Most of our users at Google use Mercurial on a file system that keeps
backups of previous versions of all files, including those in
.hg/. They therefore don't need a separate backup in the file system
when narrowing their repo (which they typically do by running `hg
tracked --auto-remove-includes`). Backups can be very slow. hg strip
already has a --no-backup option. This patch adds the same option to
hg tracked --removeinclude/--addexclude.

Diff Detail

Repository
rHG Mercurial
Lint
Automatic diff as part of commit; lint not applicable.
Unit
Automatic diff as part of commit; unit tests not applicable.

Event Timeline

martinvonz created this revision.Feb 3 2021, 5:07 PM
pulkit accepted this revision.Feb 10 2021, 7:08 AM
This revision is now accepted and ready to land.Feb 10 2021, 7:08 AM
pulkit added inline comments.Feb 10 2021, 7:09 AM
hgext/narrow/narrowcommands.py
276

Even when we backup, we can probably use soft-strip to make this faster.

This revision was automatically updated to reflect the committed changes.
martinvonz added inline comments.Feb 10 2021, 12:22 PM
hgext/narrow/narrowcommands.py
276

Oh, good point!
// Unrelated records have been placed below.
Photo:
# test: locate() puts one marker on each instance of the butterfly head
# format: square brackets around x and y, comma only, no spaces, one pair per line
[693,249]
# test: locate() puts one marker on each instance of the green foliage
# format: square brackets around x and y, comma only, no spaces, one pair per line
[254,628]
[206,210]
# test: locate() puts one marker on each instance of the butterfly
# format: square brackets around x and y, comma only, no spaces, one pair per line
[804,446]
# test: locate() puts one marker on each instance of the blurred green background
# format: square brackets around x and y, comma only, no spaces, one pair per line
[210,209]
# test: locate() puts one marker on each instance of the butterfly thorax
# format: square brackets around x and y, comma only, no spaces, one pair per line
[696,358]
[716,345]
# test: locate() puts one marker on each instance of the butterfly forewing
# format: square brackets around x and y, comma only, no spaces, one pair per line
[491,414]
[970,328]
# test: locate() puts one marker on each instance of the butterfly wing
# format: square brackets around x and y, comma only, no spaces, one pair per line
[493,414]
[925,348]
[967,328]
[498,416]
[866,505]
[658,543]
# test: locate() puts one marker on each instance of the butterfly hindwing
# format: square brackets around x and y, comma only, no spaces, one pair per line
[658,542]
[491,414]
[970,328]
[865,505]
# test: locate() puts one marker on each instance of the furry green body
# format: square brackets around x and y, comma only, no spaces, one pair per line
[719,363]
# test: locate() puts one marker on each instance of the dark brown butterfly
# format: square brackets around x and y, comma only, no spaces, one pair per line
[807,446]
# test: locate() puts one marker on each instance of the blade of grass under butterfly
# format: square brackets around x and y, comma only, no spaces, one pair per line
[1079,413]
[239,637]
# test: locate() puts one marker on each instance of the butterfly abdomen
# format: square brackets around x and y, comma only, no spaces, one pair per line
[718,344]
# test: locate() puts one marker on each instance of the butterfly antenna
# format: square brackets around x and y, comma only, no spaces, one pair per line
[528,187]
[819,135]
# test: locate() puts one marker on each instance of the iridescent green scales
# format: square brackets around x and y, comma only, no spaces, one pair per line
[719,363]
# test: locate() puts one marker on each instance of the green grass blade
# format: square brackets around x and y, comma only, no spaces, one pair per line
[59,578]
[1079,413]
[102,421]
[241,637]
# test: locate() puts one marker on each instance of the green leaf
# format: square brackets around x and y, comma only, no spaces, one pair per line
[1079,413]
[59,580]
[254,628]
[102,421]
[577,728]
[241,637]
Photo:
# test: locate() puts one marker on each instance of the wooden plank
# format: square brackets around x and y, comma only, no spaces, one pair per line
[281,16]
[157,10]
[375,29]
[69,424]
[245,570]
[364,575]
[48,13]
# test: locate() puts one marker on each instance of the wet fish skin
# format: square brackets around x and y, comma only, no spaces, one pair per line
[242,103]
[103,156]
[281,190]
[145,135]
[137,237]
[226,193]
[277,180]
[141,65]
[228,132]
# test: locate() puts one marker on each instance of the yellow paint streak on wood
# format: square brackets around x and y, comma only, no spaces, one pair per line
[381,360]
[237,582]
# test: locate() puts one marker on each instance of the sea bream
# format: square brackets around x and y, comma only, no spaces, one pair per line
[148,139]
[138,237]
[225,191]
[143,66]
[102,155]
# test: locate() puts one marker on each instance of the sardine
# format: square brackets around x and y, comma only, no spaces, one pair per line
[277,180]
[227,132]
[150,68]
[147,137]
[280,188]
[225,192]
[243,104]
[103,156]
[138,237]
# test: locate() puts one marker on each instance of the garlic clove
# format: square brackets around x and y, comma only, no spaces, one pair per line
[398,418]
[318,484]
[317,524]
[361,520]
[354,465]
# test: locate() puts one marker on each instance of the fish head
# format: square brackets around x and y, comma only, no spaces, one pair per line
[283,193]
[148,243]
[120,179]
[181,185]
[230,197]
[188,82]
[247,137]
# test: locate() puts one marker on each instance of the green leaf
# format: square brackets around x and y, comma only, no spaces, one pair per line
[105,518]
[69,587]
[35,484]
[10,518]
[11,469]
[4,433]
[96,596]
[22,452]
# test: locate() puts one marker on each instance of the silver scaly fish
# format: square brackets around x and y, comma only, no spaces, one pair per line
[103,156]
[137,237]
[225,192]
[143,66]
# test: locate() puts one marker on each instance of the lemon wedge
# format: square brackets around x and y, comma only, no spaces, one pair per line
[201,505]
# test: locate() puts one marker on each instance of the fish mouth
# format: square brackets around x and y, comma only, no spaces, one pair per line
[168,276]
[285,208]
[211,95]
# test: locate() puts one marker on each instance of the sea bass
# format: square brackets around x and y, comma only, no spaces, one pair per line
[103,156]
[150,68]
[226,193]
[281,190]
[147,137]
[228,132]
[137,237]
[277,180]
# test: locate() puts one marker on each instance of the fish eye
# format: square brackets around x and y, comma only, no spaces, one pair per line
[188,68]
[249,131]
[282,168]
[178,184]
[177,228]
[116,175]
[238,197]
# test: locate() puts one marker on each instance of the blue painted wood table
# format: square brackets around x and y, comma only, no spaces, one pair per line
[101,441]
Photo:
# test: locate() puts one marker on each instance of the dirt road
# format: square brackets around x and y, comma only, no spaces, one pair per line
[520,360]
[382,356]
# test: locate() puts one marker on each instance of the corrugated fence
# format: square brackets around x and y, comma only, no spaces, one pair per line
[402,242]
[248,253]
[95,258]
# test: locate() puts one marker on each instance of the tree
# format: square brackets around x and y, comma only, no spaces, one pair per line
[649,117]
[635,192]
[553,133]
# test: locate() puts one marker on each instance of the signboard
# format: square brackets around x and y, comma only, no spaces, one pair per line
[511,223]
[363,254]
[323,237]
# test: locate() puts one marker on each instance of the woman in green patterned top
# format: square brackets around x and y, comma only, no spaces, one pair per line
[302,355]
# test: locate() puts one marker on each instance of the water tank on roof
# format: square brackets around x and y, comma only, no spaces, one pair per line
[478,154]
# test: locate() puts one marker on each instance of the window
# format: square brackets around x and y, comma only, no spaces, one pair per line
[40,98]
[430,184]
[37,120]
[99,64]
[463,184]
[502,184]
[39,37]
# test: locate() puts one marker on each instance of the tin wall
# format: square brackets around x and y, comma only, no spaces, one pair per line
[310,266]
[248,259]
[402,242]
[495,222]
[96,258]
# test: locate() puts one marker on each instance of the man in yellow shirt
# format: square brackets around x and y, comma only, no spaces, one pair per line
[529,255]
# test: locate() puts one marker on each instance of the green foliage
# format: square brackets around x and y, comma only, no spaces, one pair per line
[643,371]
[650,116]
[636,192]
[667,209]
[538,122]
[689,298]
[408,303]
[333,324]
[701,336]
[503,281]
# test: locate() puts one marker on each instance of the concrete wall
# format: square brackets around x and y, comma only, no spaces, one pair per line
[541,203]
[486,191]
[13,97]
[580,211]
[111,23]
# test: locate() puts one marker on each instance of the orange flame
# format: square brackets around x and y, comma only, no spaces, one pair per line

I initially thought that we couldn't, but I think you're right. The reason that narrowing strips commits is because local commits may have file revisions that we can't get back from the server one a later re-widening. That means that we need the backup. I didn't realize that soft-strip also supports creating a backup (and does so by default). I'll send a patch. Thanks!

martinvonz added inline comments.Feb 10 2021, 7:23 PM
hgext/narrow/narrowcommands.py
276

I finally remember the other reason for stripping commits (because tests reminded me). I was half right about later re-widening, but the backup is for users, and the real problem with re-widening is that don't apply a backup. So if your local commit touches some file and you then remove that path from your repo, we put the affected commit in a bundle, remove the commit, and then remove the revlog. When you later widen to include that path, we won't get the file revision from the server, which leaves that commit broken.